Из домика Байкаловых выходит дачник Анатолий Базанов, которому дом с легендарным прошлым достался в наследство от дедушки. Рассказывает: «Помните, когда Егор только приехал и вместе с Любой подходит к дому, из окна высовывается любопытная пожилая парочка? Бородатый старик – мой дед, а высовывается он с чужой старухой - своя пошла корову доить и ему в окно coceдку подсадили».

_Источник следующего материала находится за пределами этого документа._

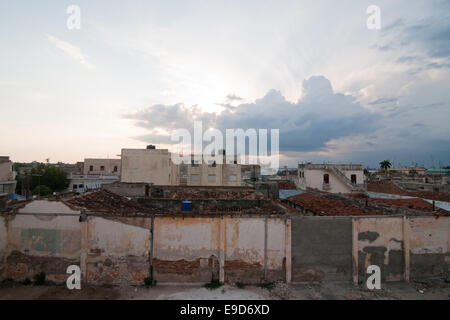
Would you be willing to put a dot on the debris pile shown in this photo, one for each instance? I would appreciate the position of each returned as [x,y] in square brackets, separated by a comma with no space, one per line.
[323,206]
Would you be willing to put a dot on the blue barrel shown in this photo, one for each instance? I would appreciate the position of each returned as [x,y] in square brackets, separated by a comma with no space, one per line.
[186,206]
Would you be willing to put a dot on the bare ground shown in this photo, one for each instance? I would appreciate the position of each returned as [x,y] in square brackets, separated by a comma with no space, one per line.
[435,290]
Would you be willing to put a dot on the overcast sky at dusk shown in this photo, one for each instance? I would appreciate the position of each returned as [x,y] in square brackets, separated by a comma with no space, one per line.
[136,70]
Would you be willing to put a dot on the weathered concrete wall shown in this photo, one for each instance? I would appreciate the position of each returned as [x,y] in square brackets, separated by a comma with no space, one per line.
[185,250]
[190,249]
[245,249]
[321,248]
[429,241]
[118,250]
[381,243]
[43,242]
[3,243]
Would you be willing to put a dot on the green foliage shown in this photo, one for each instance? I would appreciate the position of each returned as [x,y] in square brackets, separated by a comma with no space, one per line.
[149,282]
[268,286]
[39,279]
[214,284]
[42,190]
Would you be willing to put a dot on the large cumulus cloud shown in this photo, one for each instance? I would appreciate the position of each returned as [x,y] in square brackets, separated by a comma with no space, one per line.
[307,125]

Сцена четвертая. Дом бабушки Куделихи

По соседству с музеем еще один важный объект – дом бабушки Куделихи, матери Егора. Как известно, ее сыграла местная жительница Офимия Быстрова, чья реальная жизненная история с потерянным сыном идеально ложилась в сценарий. От серого бревенчатого домика не осталось и следа. Точнее, домик остался на месте, но остов скрыт под спудом желтой обшивки.
«Мы с туристами всегда на этом месте спорим, из какого окна выглядывала бабушка, когда провожала Егора,– говорит экскурсовод Татьяна.– Все говорят из среднего, а я думаю...» «Из крайнего левого, я изучал»,– доносится из-за забора. Спустя несколько секунд мы узнаем, что голос и научные данные принадлежат Николаю Афонину из Череповца. 19 лет назад они с супругой приобрели этот дом у сельсовета, тогда он хлопал дверьми и оконными фрамугами без стекол. «Узнав, что здесь жила героиня «Калины красной», мы решили сохранить хотя бы планировку ее дома»,– рассказывает Николай Иванович, но в дом не пускает. На улице тем временем начинает собираться народ, но, по словам Игоря Лоншакова, «это все неинтересные, про «Калину...» ничего не знают – после приехали».

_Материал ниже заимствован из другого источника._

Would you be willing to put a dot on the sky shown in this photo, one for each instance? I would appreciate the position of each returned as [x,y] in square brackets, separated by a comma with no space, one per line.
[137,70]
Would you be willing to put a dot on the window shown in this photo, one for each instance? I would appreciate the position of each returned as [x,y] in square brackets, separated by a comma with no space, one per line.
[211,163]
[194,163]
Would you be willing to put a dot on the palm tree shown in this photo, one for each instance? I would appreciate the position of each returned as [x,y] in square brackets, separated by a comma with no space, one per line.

Сцена пятая. Появляются главные герои

Зачем нам неинтересные, когда в 20 метрах от Куделихи живет Василий Иванович Вашпанов, которого местные жители зовут телезвездой – он безотказно дает интервью всем, кто приезжает с видеокамерой или диктофоном.
«Им надо было что-то на том берегу снимать, а у меня на доме прожектор висел,– с расстановкой неспешно приступает к рассказу тезка Чапаева.– Вот ко мне Шукшин и зашел. Пожал руку, не по-актерски так, а по-настоящему («Настояшшо эдак».– Авт.). А мы тогда печку перекладывали, он и сказал, до 45 лет, мол, дожил, а не видел, как настоящую русскую печку кладут. Я ему объяснил в двух словах, он внимательно слушал, не перебивал.
А потом он заметил рисунки детские, которые мой семилетний пацан нарисовал, и попросил оператора камеру принести. Они их зачем-то засняли. Рисунки на стенке висели рядом с картинкой... этой... известной... точно – медведи в лесу, с конфетной коробки вырезали. Так вот Шукшин попросил ее завесить тряпкой. Мы, помню, так удивились с женой, что каракули сына нужны, а медведи нет».
Удивлений первые дни, когда в Садовой поселилась киногруппа, было множество. Во-первых, по родным просторам стало попросту трудно ходить, того и гляди нарвешься на окрик в мегафон: «В кадр не лезь». Семье Василия Вашпанова это было особенно трудно, несколько важных сцен вроде посиделок Любы и Егора на скамейке снималось под его окнами. «Видишь серый дом через дорогу? – кивает мне Василий Иванович.– Тетка тут жила, сейчас умерла уже. Ей Шукшин сказал, что будет ее снимать, как она утром из окна выглядывает, а дочка ее только проснулась и идет-тянется. В фильм это все попало, можно поглядеть. Так вот, соседка моя разоделась, как на гулянье, во все лучшее. Ну ее Шукшин и отчитал: «Переодевайся, в чем каждый день ходишь». Все равно ведь кофту новую-неодеванную в кино протащила».
Про другую соседку, Офимию Быстрову, которая попала во все кинематографические энциклопедии как мать Егора, Вашпанов рассказывает без шуток. «Как Шукшин умер, она в черном платке ходила и его своим сыном считала – фотографию его в зеркало вставила,– рассказывает он.– Через год или больше ей худо стало, решили ее в дом престарелых сдать. Вот утром должны оттуда приехать, а вечером накануне моя жена нашла ее за печкой – упала, встать не может. Крикнула меня, мы подняли, все нормально было, она еще говорила. А наутро померла. Мы деревней и хоронили, нету у нее родственников. Думали, сын-то ее фильм поглядит и объявится, но нет, не приехал».
Могилку старушки находим быстро, в ее оградке растет веточка калины, да и цветная фотография в образе Куделихи издалека видна на сельском кладбище. А вот холмик, на котором каялся после встречи с матерью Егор, отыскать не удалось. После четверти часа блужданий под дождём рождается решение немедленно отправиться греться у матери Александра Хлопотина, которая умеет печь самые вкусные коржики на свете.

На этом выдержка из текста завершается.